Starting Date: June 2018
Prerequisites: Second Year
Will results be assigned to University:

A database server is a collection of an Operating System (OS) at its core that hosts a database – accessible from various services and devices in an enterprise network. The activities observed on the database server are of immense importance to show compliance with data governance policies. A crucial element of such a compliance is the activities carried out on the OS – which is the core focus of this project.

Data Provenance refers to records of the inputs, entities, systems and process that influence data of interest, providing a historical record of the data and its origins.
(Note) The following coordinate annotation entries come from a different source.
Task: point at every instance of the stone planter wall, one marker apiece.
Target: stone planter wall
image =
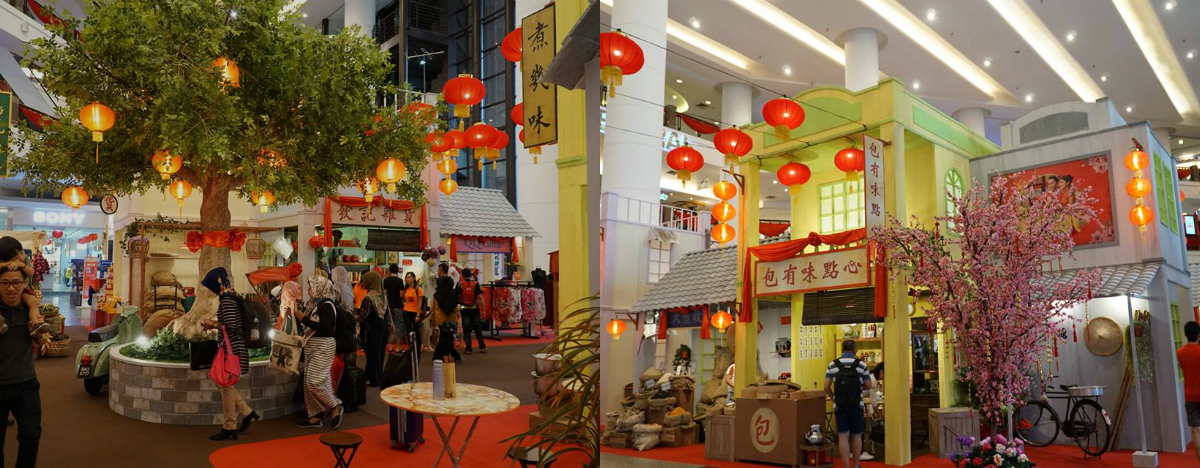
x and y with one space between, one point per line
171 393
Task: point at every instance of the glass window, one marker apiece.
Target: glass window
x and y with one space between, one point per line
660 261
953 191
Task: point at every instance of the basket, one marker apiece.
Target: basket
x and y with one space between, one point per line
57 348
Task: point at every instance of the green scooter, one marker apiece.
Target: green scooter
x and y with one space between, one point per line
93 361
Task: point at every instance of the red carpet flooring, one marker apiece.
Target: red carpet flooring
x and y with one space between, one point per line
1055 456
485 448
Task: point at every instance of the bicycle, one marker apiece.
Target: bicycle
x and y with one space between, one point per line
1087 423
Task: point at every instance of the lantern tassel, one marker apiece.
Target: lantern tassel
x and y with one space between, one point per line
783 133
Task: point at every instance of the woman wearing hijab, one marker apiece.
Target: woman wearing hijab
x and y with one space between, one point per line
343 291
375 327
319 352
231 325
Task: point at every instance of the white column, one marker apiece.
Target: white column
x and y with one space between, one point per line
973 118
633 162
361 13
537 184
737 102
862 58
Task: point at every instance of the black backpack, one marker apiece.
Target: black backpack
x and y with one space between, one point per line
847 385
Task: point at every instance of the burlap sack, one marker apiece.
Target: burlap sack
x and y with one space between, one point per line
157 321
162 279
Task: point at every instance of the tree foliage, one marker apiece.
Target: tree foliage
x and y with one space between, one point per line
306 96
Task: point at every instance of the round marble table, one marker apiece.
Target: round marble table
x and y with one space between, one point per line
473 401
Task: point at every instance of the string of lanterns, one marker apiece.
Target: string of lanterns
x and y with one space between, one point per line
1138 189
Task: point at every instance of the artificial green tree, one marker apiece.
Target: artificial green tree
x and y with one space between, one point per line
304 96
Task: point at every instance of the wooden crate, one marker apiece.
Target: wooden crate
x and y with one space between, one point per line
719 438
946 425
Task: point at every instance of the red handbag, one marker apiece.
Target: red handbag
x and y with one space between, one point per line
226 366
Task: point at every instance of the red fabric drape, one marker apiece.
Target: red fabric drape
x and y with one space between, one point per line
700 126
359 202
773 228
783 251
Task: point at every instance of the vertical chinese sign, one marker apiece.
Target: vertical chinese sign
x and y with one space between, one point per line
5 130
873 184
540 99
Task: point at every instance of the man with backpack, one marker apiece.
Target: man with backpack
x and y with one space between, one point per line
469 292
845 381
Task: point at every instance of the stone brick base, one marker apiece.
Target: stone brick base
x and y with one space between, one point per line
171 393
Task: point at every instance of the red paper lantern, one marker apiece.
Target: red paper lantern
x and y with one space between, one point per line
462 93
511 46
733 143
685 161
785 115
517 114
619 55
725 190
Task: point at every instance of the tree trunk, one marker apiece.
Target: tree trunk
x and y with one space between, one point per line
214 216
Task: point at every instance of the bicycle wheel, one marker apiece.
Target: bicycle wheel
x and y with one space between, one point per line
1092 426
1037 423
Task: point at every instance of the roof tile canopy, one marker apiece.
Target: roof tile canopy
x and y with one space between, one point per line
484 213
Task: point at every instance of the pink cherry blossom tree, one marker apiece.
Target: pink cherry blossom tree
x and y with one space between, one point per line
995 279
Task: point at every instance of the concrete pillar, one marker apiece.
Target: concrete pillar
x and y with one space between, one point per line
863 47
737 102
361 13
973 118
537 184
634 161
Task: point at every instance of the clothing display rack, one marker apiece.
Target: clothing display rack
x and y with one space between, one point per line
493 330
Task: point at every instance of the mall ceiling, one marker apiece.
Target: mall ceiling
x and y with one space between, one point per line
1087 51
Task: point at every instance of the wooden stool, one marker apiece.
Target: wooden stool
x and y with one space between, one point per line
816 456
340 443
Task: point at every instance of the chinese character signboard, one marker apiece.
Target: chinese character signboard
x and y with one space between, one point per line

To provide a holistic view of the data provenance of the data stored on a database, the provenance of the underlying OS is paramount.
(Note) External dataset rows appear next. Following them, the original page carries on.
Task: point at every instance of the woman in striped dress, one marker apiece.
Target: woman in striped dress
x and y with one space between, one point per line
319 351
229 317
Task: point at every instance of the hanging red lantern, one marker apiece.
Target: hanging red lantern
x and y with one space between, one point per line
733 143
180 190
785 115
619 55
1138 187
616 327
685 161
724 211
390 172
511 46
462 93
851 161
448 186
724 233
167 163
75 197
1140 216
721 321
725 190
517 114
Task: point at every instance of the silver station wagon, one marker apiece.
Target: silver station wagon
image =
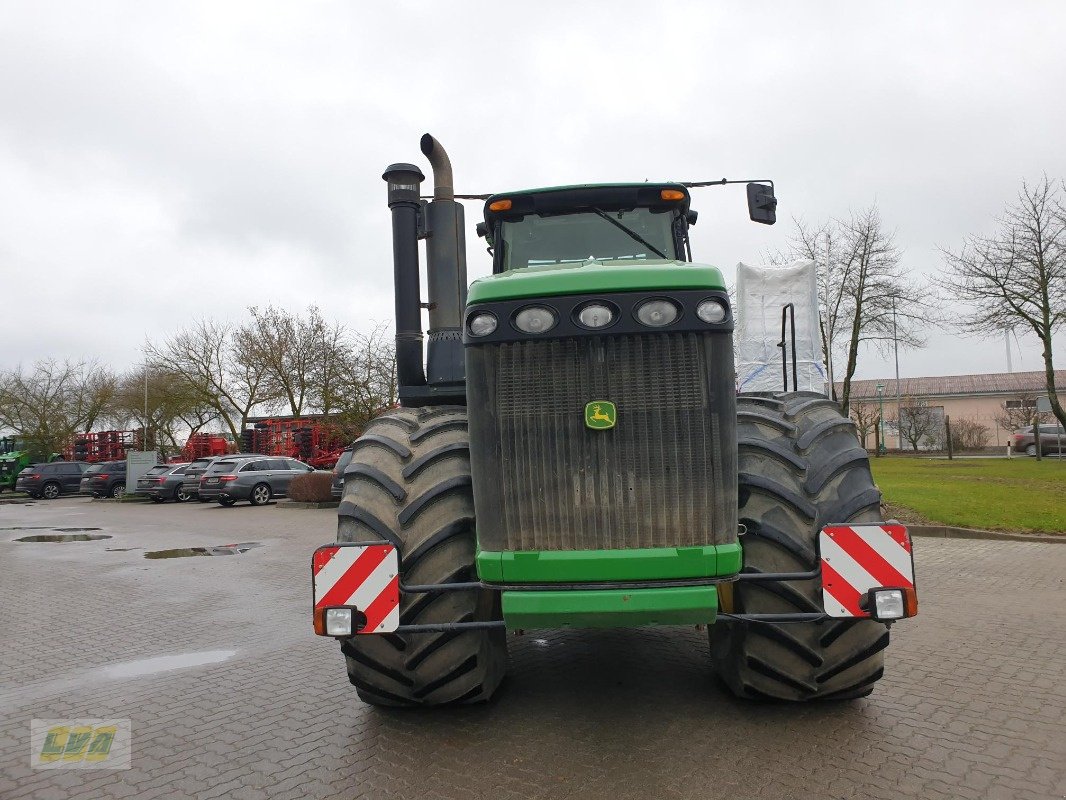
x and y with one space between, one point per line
257 479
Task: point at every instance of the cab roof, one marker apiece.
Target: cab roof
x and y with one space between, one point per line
603 196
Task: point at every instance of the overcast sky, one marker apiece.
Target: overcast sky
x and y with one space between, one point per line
165 161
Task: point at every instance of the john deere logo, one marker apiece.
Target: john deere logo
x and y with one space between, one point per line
600 415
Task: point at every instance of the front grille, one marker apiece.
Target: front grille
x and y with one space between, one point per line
664 476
This project will deploy a database server running on a Linux OS. The database would be populated using synthetic data over a period of time. The aim is to understand OS provenance records and their relations to the activities carried out on the data in the respective database. The final goal is to show provenance records pattern of each of the database activity.

The student should have an interest in and willingness to learn basic data provenance, would have prior knowledge of basic MySQL. Ideally, would be familiar with C programming language and Linux OS – especially syscalls and Linux Audit Framework. Good time-management and strong writing skills.  We would use git and latex to write up the results; prior experience of these tools would be helpful but not required. Even if you do not have the right skills as listed above but you consider yourself dedicated, passionate, hardworking and willing to learn new skills, we would like to hear from you.

It is intended that once the implementation is working it can be used for practical trials, and we would anticipate that a potential conference paper may be submitted for publication based on the implementation and subsequent trials; the respective student would be a co-author of this paper.

As part of the project, you will work with an experienced and dedicate team of researchers who encourage innovative thinking and students taking ownership. You will be given necessary support throughout the project period with regular meetings, blackboard sessions and guidance on how to carry out research effectively. This project is part of much larger EPSRC funded project, so you would have an opportunity to work and contribute to a research project with real world significance and impact. In previous year’s projects, the student was co-inventor on the patent generated from the respective UROP project and also a co-author on the related research paper.